XBRL is an XML-based standard developed and promoted by XBRL International Incorporated, a not-for-profit consortium of agencies and companies.
It extensively uses XML and related technologies such as XML Schema, XLink, XPath, XML namespaces in order to reduce the uncertainty around the transmission of financial information.
An XBRL taxonomy defines the list of items that can be reported, and their datatypes. Taxonomy linkbases provide additional information, such as the labels that should be displayed to users (label linkbase), references (reference linkbases), dimensions (definition linkbase), validation rules (calculation and formula linkbases).
An XBRL instance is a list of facts that conforms with one or more taxonomies.
XBRL is used most often in a use case of financial regulation.

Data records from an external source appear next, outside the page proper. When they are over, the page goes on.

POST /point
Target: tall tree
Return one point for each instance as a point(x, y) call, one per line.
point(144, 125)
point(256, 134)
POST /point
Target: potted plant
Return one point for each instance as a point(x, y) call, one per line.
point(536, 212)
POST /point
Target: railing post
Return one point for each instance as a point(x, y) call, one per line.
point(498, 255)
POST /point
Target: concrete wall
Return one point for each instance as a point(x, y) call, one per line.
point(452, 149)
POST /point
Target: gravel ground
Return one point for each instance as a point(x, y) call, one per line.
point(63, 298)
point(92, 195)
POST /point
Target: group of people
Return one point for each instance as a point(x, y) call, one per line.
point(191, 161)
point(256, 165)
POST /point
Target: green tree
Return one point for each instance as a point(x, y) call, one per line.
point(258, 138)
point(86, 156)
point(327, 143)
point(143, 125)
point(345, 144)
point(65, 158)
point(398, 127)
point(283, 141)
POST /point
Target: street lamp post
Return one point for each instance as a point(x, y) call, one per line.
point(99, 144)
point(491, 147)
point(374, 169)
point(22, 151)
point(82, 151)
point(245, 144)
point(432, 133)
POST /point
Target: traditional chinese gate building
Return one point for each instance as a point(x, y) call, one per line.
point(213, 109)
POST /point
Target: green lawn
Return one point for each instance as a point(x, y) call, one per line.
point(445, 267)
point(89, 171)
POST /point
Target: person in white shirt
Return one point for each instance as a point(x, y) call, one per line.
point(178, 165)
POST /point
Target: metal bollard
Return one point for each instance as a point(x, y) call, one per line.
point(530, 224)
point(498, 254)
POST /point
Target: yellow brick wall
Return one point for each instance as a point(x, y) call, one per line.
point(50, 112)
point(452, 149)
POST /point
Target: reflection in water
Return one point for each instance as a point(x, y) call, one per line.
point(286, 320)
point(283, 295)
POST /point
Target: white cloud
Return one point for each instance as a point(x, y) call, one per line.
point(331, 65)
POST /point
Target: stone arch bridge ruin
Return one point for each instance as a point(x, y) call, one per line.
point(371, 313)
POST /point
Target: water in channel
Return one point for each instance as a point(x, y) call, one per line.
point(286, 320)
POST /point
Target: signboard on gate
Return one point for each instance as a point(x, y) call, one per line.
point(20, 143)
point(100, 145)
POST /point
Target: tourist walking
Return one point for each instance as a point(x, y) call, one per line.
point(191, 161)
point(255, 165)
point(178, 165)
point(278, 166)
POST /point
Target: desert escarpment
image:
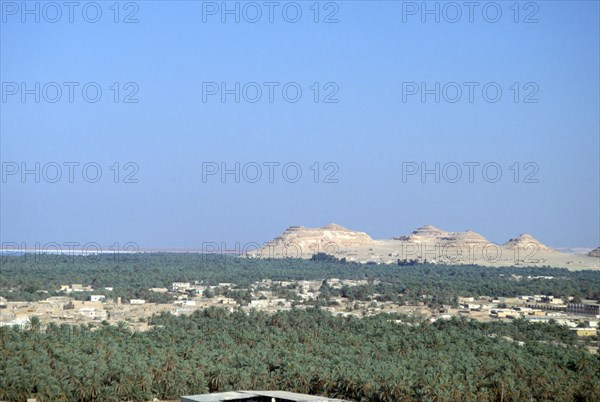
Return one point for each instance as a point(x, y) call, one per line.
point(425, 244)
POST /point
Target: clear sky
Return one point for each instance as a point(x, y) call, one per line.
point(372, 61)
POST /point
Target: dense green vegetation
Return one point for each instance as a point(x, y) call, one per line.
point(131, 276)
point(308, 351)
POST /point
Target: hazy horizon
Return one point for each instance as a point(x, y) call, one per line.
point(147, 155)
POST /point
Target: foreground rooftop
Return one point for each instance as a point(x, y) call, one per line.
point(257, 396)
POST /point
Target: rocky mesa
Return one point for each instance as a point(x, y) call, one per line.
point(425, 244)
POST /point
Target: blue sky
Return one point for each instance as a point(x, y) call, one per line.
point(368, 57)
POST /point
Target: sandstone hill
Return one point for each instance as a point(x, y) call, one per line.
point(426, 243)
point(595, 253)
point(526, 241)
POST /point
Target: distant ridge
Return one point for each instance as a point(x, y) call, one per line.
point(425, 244)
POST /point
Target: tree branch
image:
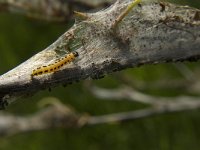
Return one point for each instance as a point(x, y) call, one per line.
point(57, 115)
point(152, 32)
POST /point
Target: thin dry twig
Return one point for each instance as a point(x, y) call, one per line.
point(152, 32)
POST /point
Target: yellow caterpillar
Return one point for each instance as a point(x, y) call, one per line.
point(55, 66)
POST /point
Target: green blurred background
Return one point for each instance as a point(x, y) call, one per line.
point(21, 37)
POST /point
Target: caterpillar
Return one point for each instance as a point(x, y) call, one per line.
point(55, 66)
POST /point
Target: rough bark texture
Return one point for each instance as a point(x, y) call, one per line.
point(152, 32)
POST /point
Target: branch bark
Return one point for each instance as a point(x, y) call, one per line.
point(152, 32)
point(57, 115)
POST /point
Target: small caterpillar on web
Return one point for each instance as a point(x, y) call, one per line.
point(55, 66)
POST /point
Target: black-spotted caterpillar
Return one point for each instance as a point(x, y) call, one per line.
point(55, 66)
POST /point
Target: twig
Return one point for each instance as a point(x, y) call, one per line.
point(152, 33)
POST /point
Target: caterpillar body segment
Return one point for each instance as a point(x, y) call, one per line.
point(55, 66)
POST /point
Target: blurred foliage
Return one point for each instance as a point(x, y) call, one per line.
point(21, 37)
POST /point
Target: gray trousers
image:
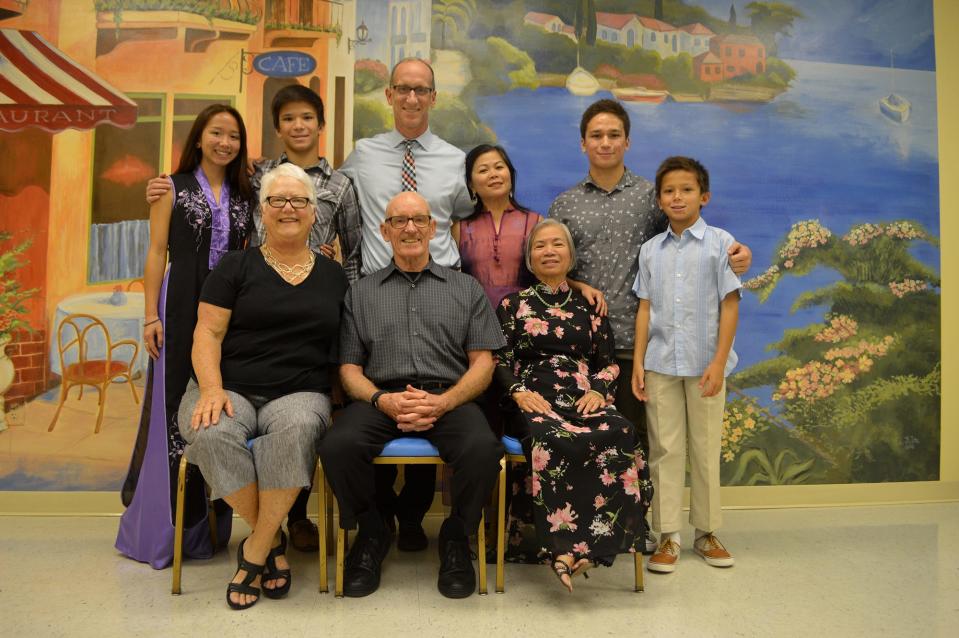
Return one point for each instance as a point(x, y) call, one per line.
point(284, 437)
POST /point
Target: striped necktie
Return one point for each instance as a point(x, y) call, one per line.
point(409, 168)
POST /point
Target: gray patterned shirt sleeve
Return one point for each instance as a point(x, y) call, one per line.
point(608, 227)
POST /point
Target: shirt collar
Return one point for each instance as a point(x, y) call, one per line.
point(431, 267)
point(321, 164)
point(628, 179)
point(424, 140)
point(697, 230)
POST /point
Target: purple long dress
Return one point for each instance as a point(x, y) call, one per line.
point(201, 231)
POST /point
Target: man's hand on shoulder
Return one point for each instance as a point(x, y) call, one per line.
point(158, 187)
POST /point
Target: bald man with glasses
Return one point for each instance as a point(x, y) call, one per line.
point(415, 350)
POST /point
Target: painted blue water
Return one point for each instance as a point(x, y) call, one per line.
point(822, 151)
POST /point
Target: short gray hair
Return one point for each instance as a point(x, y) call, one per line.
point(545, 223)
point(287, 169)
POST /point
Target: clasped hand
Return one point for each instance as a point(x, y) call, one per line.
point(413, 410)
point(208, 407)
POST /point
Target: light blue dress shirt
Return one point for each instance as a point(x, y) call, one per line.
point(375, 166)
point(685, 278)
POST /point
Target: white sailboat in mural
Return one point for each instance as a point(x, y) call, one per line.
point(894, 106)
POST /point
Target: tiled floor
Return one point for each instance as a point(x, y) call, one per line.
point(886, 571)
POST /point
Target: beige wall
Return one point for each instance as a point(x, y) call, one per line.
point(947, 64)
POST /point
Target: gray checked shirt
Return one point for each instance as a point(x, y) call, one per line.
point(608, 227)
point(418, 328)
point(337, 212)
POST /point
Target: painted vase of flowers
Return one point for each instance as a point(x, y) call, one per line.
point(12, 296)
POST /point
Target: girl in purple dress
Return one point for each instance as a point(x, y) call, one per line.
point(208, 212)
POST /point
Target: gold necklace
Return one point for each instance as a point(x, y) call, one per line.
point(291, 274)
point(552, 305)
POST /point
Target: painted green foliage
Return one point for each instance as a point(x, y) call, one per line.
point(856, 398)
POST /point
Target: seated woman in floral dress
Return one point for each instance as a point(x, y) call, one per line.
point(589, 484)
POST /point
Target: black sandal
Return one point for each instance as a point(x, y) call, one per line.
point(245, 586)
point(561, 568)
point(271, 572)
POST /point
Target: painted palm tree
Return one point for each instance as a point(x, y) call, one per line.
point(452, 15)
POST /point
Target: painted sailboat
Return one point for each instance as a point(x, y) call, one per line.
point(894, 106)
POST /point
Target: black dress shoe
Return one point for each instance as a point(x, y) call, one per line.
point(411, 537)
point(362, 569)
point(457, 578)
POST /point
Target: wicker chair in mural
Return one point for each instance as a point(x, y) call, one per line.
point(99, 373)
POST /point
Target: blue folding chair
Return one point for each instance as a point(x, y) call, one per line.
point(514, 454)
point(401, 451)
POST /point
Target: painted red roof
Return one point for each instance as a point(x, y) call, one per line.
point(732, 38)
point(614, 20)
point(540, 18)
point(707, 58)
point(697, 28)
point(654, 24)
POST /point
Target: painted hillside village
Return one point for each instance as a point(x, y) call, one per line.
point(715, 59)
point(644, 52)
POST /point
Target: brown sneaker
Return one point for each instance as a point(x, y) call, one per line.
point(712, 551)
point(665, 558)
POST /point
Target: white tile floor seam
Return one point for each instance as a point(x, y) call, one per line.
point(858, 571)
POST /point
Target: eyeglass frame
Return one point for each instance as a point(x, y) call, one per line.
point(418, 91)
point(406, 220)
point(287, 200)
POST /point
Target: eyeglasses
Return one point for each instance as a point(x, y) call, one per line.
point(400, 221)
point(279, 202)
point(420, 91)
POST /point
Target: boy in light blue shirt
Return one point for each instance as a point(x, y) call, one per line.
point(685, 327)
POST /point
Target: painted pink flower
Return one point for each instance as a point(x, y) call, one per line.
point(559, 312)
point(540, 458)
point(563, 519)
point(575, 429)
point(630, 480)
point(535, 487)
point(534, 327)
point(581, 381)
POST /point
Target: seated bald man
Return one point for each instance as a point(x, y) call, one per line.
point(415, 350)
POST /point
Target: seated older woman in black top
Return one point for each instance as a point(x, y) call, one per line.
point(264, 350)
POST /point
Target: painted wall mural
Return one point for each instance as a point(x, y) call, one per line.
point(817, 121)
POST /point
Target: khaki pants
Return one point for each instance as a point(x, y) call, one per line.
point(676, 413)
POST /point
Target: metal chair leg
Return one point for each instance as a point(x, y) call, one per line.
point(320, 484)
point(638, 565)
point(178, 526)
point(481, 553)
point(501, 529)
point(340, 542)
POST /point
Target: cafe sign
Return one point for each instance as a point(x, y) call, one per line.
point(284, 64)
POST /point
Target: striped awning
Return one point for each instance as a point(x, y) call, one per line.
point(41, 87)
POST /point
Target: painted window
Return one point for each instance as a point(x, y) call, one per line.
point(123, 160)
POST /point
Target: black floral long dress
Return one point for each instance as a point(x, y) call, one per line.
point(588, 483)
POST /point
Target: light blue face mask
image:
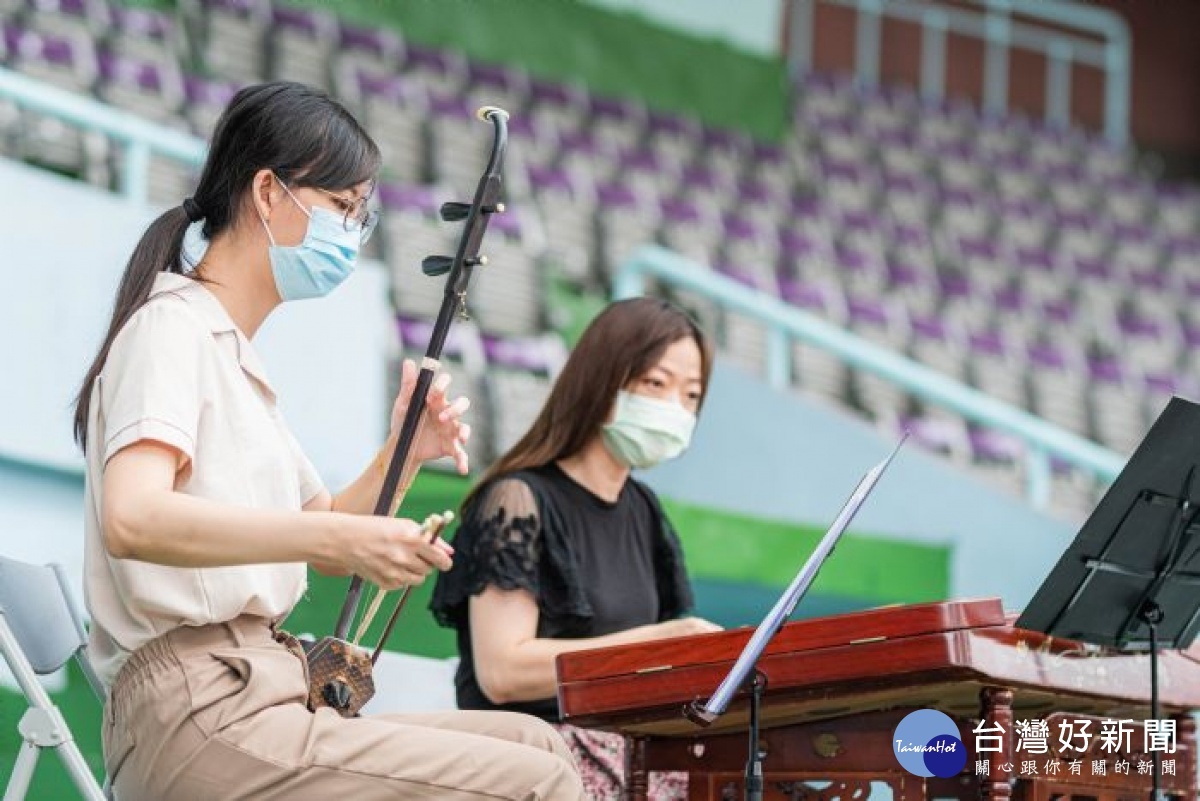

Financial reports are provided by regulated entities to a regulatory agency. These XBRL instances typically use a 'base taxonomy' that captures the concepts of an accounting framework, such as US GAAP or IFRS. In some regulatory reporting, companies also create extension taxonomies. These extension taxonomies provide additional accounting concepts that the company uses, but which are not provided in the base taxonomy.
Base taxonomies often contain thousands of concepts, and are maintained by the owners of the intellectual property of the framework they capture. In the case of US GAAP, this is the Financial Accounting Standards Board.